History has never been more exciting and appealing than now, at least for me. In school, it was a question of learning for the sake of passing tests and exams. Now, it is more a time of appreciation. How the years have gone by, and what we now see before us, the significance and the relevance!
In the ancient city of Xian, one of the oldest capital cities of China, we saw the best preserved city walls and also the famous tomb of the First Emperor Qing Shi Huangdi, and the terra cotta warriors with the horses.
Here we have the STELE Collection and from the above photo one sees texts on a 2.8 m limestone slab. It is the Nestorian Tablet or stele, excavated in Xian in 1625. The text is written in both Chinese and Syriac, and from them one gets some idea about the early history of Christianity in China.
Apparently it was in 635 when a Persian Nestorian monk named Alopen brought the Good News to China by way of the Silk Route. Alopen obtained permission from Emperor Taizong to proclaim the Christian faith and the first Christian texts were translated into Chinese. From there the Word of God was proclaimed in ten provinces of the Chinese empire and about a hundred churches and convents were also built. What happened after that? History!
I saw how original master pieces could be copied easily. One simply put the rice paper over it, rub it, fan it so that it would dry quickly and then remove it with great care. Of course, to talk about it is easy. The proper way demands both skill and patience.
This visit gave me a desire to learn to write in Chinese again. For one thing, I know that there is a possibility of my just starting to practise my Chinese and I am now doing that.

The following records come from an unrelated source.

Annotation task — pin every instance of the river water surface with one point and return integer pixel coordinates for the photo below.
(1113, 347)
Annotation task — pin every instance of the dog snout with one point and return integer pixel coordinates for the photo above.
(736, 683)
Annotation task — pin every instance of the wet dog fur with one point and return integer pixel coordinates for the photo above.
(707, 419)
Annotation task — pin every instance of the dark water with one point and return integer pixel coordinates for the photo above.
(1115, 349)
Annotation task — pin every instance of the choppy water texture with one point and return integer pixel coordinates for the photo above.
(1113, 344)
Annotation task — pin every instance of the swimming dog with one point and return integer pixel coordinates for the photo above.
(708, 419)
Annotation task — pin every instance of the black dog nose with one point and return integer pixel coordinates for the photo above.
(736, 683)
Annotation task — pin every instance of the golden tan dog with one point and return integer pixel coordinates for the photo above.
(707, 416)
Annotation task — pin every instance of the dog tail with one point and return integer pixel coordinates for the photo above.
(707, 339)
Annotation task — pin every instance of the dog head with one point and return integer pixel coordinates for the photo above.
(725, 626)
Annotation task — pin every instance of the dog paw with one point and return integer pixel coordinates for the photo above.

For another, I have also started to read simple short passages and to try and find new words. I just pray that I don’t do it flippantly so that it is nothing but a flash in the pan. I know that such a visit would surely delight anyone who appreciates Chinese painting. Even though I had abandoned the little I had acquired over a period of a few years, I was also filled with amazement. How beautiful Chinese calligraphy is. I could not understand then the need to have to write Chinese characters when all I wanted to do was to learn how to paint using Chinese brushes and techniques. Then I was told that the good calligrapher is the one who will execute the correct strokes and paint well. The character in red means Happiness or even Prosperity. It was done in one single stroke! Yes, it is so much clearer to me now why the good calligrapher is more likely to be the better painter than one who does not know how to use jet black ink to write on rice paper. Enjoy!